Niall blinked. “What did you say?” He leaned forward. “You tasted that?”
Inexplicably, she had savored the coffee taste in his mouth. “Yes, that coffee tastes good,” she said again after a very long thoughtful silence.
“Well!” Niall scratched his nose. “How d’you like them apples?”
“You haven’t tasted me apples yet.”
Niall took a deep breath that he exhaled in a long chuckle, all the while regarding the tendril of steam writhing up from the coffee container. “Helva, we didn’t complete the recombination?”
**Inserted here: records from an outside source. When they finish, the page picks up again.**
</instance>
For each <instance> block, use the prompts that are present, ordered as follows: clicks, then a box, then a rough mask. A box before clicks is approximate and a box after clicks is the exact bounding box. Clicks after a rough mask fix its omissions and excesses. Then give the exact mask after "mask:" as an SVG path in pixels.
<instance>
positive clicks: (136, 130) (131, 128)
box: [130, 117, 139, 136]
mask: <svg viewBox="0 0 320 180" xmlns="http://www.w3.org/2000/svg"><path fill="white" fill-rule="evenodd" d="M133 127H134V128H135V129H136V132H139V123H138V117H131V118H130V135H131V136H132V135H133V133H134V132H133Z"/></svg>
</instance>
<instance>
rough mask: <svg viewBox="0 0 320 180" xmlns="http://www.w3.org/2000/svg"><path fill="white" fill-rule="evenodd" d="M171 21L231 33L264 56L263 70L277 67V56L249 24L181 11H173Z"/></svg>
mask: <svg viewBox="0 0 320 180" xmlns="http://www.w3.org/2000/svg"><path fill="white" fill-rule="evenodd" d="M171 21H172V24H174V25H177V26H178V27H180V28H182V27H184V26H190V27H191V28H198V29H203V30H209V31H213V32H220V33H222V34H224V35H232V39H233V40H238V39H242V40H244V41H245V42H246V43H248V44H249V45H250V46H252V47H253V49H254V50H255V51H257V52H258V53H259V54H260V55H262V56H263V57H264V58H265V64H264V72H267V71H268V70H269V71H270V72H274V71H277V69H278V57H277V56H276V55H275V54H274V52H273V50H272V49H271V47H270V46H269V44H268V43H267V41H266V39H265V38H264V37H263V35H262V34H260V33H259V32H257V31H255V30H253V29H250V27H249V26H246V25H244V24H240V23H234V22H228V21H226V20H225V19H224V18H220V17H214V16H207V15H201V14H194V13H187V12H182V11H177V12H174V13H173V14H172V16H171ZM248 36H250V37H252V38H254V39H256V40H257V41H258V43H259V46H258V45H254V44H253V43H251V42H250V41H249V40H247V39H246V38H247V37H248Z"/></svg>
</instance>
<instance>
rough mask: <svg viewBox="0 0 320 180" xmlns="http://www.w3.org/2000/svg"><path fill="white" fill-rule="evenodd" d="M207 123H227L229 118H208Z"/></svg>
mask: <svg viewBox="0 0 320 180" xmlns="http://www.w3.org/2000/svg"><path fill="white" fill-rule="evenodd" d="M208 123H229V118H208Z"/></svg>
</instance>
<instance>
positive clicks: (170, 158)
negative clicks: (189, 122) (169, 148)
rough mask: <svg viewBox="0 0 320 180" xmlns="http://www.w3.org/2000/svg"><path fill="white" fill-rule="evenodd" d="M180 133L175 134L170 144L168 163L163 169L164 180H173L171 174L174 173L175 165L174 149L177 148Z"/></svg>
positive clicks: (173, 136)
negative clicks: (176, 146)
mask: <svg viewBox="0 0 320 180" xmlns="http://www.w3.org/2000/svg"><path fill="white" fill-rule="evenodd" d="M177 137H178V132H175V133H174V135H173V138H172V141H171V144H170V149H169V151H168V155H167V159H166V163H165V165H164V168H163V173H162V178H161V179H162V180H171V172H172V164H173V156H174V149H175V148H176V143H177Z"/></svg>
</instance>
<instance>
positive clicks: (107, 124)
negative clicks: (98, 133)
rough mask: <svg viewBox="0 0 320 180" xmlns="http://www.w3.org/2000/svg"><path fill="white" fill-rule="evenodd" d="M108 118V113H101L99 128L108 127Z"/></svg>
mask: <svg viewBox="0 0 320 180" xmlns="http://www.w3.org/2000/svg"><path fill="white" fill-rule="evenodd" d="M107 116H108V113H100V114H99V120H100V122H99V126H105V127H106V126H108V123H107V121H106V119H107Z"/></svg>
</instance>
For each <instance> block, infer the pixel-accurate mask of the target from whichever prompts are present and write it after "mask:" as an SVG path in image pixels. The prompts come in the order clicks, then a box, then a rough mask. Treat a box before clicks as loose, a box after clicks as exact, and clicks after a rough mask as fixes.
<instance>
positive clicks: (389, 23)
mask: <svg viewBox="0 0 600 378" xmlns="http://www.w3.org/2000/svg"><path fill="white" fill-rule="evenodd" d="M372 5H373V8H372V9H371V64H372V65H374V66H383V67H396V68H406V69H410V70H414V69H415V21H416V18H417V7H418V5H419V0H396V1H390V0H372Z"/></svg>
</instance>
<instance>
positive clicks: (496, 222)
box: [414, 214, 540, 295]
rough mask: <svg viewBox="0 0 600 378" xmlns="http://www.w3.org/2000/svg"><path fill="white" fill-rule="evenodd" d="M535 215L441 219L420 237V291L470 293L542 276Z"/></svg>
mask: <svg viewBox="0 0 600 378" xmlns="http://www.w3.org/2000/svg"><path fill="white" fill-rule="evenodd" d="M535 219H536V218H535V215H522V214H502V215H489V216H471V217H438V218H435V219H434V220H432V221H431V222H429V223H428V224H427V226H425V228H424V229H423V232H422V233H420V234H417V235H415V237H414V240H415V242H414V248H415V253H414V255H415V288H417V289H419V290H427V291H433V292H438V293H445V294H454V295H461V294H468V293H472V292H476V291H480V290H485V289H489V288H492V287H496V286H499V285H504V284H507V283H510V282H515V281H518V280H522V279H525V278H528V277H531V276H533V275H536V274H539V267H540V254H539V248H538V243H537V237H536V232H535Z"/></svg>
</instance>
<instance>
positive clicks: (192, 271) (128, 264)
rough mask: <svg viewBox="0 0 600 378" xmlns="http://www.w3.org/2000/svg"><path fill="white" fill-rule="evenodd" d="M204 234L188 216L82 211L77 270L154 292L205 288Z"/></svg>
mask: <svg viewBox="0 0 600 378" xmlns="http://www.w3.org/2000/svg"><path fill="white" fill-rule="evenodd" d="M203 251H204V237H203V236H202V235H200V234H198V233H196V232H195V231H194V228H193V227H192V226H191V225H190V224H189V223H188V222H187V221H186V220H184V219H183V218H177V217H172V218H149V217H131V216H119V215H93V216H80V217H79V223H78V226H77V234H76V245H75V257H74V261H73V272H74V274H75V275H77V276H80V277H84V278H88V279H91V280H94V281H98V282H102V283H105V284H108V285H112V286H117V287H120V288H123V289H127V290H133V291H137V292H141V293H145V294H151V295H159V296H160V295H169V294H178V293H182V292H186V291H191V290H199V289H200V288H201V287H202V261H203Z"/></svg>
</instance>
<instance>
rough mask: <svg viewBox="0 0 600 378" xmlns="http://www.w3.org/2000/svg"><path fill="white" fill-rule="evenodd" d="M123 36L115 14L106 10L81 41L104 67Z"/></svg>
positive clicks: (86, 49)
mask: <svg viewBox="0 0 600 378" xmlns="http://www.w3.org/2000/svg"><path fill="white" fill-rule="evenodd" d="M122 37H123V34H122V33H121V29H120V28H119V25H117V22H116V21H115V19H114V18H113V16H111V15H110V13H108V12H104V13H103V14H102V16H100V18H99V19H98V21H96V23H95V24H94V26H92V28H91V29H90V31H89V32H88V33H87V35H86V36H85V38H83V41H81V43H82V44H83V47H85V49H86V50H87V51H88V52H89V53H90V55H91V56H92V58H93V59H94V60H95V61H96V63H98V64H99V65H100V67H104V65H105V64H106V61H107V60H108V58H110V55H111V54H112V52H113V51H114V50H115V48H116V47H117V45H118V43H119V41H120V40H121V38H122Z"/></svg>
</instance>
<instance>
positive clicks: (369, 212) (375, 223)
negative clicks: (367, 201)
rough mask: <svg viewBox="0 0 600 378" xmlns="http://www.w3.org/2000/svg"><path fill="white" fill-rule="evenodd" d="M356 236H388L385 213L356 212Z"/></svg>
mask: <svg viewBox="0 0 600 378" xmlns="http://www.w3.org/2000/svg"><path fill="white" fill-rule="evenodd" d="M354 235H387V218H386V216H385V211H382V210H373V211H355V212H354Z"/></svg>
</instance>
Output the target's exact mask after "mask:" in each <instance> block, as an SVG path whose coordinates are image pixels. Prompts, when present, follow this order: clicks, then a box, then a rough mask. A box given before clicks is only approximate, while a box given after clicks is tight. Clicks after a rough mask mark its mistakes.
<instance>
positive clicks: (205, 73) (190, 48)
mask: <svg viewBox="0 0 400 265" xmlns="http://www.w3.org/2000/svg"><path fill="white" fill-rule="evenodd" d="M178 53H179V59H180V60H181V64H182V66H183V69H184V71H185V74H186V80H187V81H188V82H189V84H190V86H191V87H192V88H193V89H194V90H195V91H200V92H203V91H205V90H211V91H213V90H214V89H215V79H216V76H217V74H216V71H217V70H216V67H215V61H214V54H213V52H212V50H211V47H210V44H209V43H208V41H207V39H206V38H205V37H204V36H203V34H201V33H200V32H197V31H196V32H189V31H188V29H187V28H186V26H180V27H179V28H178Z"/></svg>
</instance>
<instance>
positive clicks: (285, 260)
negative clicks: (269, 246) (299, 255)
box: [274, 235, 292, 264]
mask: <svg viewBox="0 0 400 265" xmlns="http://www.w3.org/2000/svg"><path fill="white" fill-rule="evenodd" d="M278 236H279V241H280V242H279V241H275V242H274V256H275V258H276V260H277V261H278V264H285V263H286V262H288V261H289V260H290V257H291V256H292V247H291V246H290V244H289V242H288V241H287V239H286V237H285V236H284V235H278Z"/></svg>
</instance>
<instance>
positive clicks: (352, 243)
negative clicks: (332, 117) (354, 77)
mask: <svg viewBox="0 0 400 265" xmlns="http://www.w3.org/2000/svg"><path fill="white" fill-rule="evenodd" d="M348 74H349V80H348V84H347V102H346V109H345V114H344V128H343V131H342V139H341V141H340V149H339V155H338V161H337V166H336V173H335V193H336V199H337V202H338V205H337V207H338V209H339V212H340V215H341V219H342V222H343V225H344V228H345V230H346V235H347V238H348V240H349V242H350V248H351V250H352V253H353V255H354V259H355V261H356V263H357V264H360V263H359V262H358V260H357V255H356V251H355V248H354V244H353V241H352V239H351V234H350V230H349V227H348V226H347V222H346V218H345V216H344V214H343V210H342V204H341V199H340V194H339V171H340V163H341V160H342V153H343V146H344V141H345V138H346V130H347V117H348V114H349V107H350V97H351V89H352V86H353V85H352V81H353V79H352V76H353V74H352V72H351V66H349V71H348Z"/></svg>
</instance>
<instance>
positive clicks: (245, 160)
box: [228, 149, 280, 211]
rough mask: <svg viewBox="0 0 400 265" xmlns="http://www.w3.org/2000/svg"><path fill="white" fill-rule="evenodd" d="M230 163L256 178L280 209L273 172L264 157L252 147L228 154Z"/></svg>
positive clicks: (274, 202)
“I think,” Helva spoke slowly, trying her thought out loud, “that the time limit flipped us back right at the critical moment.” She felt reluctant to examine her reaction to that interference. She knew with that part of her which was Niall, just as he knew with his fractions of her how perilously close they’d come.
“I wonder-would we have withdrawn at all from Beta Corvi had the fusion been complete?” Niall laughed softly, his eyes brimming with amusement. “Hey gal, into which one of us would we both go? Hell, you’re pint-sized and so am I, but who’d’ve been us? Or would we have been stuck in the shell?
Say, what was going on down there with that character who kept pushing you? And pulling me? Oh, that was them? Fardles, did we damned near get stuck with that Colmer bitch?” His dismay dissolved in a weak laugh of relief, and then he sat, a long time, while the coffee cooled, just staring contentedly at her panel. She knew that he, too, was mentally probing to estimate the extent of their meshing. “I suspect it will take all our lifetimes to figure it out.”